Double test Alfa Romeo 156 2.0 JTS contre BMW 318i 2

Double test Alfa Romeo 156 2.0 JTS contre BMW 318i

Alfa Romeo dispose d’un nouveau moteur à essence à injection directe. Par rapport à la BMW 318i, l’Alfa Romeo 156 2.0 JTS doit prouver ses qualités.

Non. En effet, malgré sa désignation de type à faible empilage, la BMW a également deux litres de cylindrée. Et les deux modèles suggèrent qu’une technologie avancée peut être utilisée pour trouver un équilibre entre performance et économie de carburant : l’Alfa à injection directe d’essence, la Valvetronic.

Mind you : suggest. Après tout, la BMW avec Valvetronic ne fait quelque chose que pour la perte de puissance élevée dans la plage de charge partielle inférieure. L’Alfa le laisse même être : la performance au lieu de l’économie est la devise ici, et en se passant de la charge stratifiée élevée qui est maintenue ailleurs, toutes les difficultés avec la technologie de convertisseur catalytique de stockage et le carburant contenant du soufre peuvent être élégamment évitées dans les pays exportateurs.

Le nouveau moteur Alfa est content avec utiliser le carburant injecté directement
dans les cylindres pour refroidissement interne. Ceci améliore le remplissage et permet un meilleur compactage grâce à la réduction du risque de cognement. Les deux sont des garanties pour un rendement élevé.

Le nouveau développement italien est un excellent moteur. L’envie d’un moteur six cylindres l’étouffe dans l’œuf. Toujours spontanément séduisante, prête à jouer, prête à tourner, prête à jouer, acoustiquement bien accordée, mais toujours silencieuse et
grâce à deux arbres d’équilibrage sans vibrations et de fonctionnement cultivé, elle s’avère être un chef-d’œuvre dans le style de la maison.
La propulsion BMW nominale 23 ch plus faible a le désavantage. Son Valvetronic empêche la réponse spontanée lors de l’accélération à partir de la marche au ralenti ou de la poussée. Et même s’il est également doté de deux arbres d’équilibrage et d’un fonctionnement sans vibrations, à haut régime, il ne plaît toujours pas avec des tonalités de ronronnement moins appétissantes et plus puissantes.

Ici, c’est toute une gamme de vitesses qui se décline dans chaque rapport, la puissance décide. Les chiffres sont de 10,0 et 8,7 secondes pour le sprint à 100 km/h.

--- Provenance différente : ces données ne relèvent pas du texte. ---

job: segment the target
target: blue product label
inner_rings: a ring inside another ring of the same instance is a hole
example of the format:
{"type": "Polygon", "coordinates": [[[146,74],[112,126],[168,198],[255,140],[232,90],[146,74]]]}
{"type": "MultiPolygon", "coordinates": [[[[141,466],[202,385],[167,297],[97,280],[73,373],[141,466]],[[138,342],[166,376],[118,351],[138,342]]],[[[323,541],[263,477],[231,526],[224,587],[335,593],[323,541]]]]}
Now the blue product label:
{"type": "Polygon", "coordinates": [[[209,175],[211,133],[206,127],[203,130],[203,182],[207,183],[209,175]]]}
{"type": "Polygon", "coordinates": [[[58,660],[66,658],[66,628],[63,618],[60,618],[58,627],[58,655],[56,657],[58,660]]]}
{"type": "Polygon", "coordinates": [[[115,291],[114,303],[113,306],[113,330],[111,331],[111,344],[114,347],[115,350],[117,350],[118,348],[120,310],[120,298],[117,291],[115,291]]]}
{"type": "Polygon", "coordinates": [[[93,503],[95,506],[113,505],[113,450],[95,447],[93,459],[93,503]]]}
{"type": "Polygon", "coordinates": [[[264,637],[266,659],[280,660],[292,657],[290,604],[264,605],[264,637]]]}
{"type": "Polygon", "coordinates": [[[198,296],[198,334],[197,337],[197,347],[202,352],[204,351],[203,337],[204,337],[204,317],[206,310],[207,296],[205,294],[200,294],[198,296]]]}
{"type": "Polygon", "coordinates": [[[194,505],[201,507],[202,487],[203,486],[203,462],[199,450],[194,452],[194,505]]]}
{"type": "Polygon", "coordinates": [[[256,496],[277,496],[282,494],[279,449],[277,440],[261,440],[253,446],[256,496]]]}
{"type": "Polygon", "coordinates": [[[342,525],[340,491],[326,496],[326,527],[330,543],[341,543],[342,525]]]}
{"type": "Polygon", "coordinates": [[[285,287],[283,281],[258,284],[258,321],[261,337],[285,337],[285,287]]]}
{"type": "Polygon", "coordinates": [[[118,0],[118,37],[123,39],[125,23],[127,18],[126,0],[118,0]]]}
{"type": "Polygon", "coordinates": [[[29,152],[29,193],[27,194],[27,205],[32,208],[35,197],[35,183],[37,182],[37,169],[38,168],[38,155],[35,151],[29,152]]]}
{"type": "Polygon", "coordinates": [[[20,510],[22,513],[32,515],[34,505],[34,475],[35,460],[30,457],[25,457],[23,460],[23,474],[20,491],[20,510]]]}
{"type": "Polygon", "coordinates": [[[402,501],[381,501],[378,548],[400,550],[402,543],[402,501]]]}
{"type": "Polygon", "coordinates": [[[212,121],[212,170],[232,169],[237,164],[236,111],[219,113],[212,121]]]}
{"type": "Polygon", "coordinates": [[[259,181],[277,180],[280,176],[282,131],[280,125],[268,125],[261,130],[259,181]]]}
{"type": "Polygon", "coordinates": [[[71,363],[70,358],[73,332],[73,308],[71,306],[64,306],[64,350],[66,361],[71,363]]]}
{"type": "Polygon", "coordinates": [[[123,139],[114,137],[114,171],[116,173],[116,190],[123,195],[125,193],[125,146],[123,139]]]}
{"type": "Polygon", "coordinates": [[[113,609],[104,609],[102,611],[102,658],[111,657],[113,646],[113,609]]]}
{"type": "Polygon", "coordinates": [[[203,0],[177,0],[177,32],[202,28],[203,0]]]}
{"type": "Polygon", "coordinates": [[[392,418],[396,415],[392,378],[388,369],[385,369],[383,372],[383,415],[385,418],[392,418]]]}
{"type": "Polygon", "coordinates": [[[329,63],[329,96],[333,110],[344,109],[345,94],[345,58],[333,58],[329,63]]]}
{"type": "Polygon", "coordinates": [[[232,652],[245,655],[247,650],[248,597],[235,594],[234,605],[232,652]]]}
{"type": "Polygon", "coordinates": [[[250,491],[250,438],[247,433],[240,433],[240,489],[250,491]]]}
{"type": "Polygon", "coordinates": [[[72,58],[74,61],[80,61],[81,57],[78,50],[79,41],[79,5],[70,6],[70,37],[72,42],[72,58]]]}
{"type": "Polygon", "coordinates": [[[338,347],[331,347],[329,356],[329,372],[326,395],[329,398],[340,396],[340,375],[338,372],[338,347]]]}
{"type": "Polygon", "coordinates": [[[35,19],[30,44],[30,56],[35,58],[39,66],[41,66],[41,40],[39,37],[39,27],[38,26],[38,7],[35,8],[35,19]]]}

A la vitesse maximale, il y a à nouveau presque égalité et – étonnamment – dans la pratique également : l’Alfa réussit au mieux dans les débuts de conduite loin de la BMW encore plus lourde.

Cela vaut également lorsque moins dépend des performances et plus sur les caractéristiques du châssis. Les deux candidats sont capables de contourner facilement toutes sortes de virages et d’atteindre des limites de vitesse élevées. Les valeurs mesurées lors des essais de dynamique du véhicule semblent avoir été amorties les unes par rapport aux autres. Là où la BMW remue occasionnellement avec l’arrière lors des changements de charge, l’Alfa sture à traction avant fait preuve de neutralité, ne semble connaître les réactions de changement de charge que par son nom et est, en termes de précision de direction, de contact routier et d’agilité, une meilleure idée que la bien connue BMW.

On a l’impression d’être en métal quand cette comparaison est permise, où la BMW, plus lisse, rappelle davantage le caoutchouc dur. Dans les deux cas, l’ESP de série, prudemment et pas trop tôt, met le conducteur dans l’armoire de conduite. e

Cependant, l’Alfa se heurte à des limites inattendues lorsqu’il s’agit de faire face aux mauvaises routes. Une direction soudaine n’est qu’une description imparfaite de ce que le conducteur attend de lui.

Des coups violents dans le volant, accompagnés de bruits de cliquetis métalliques désagréables, suggèrent une retenue dans des situations où la BMW peut faire face à des inégalités brutales, même sans aucune impression acoustique.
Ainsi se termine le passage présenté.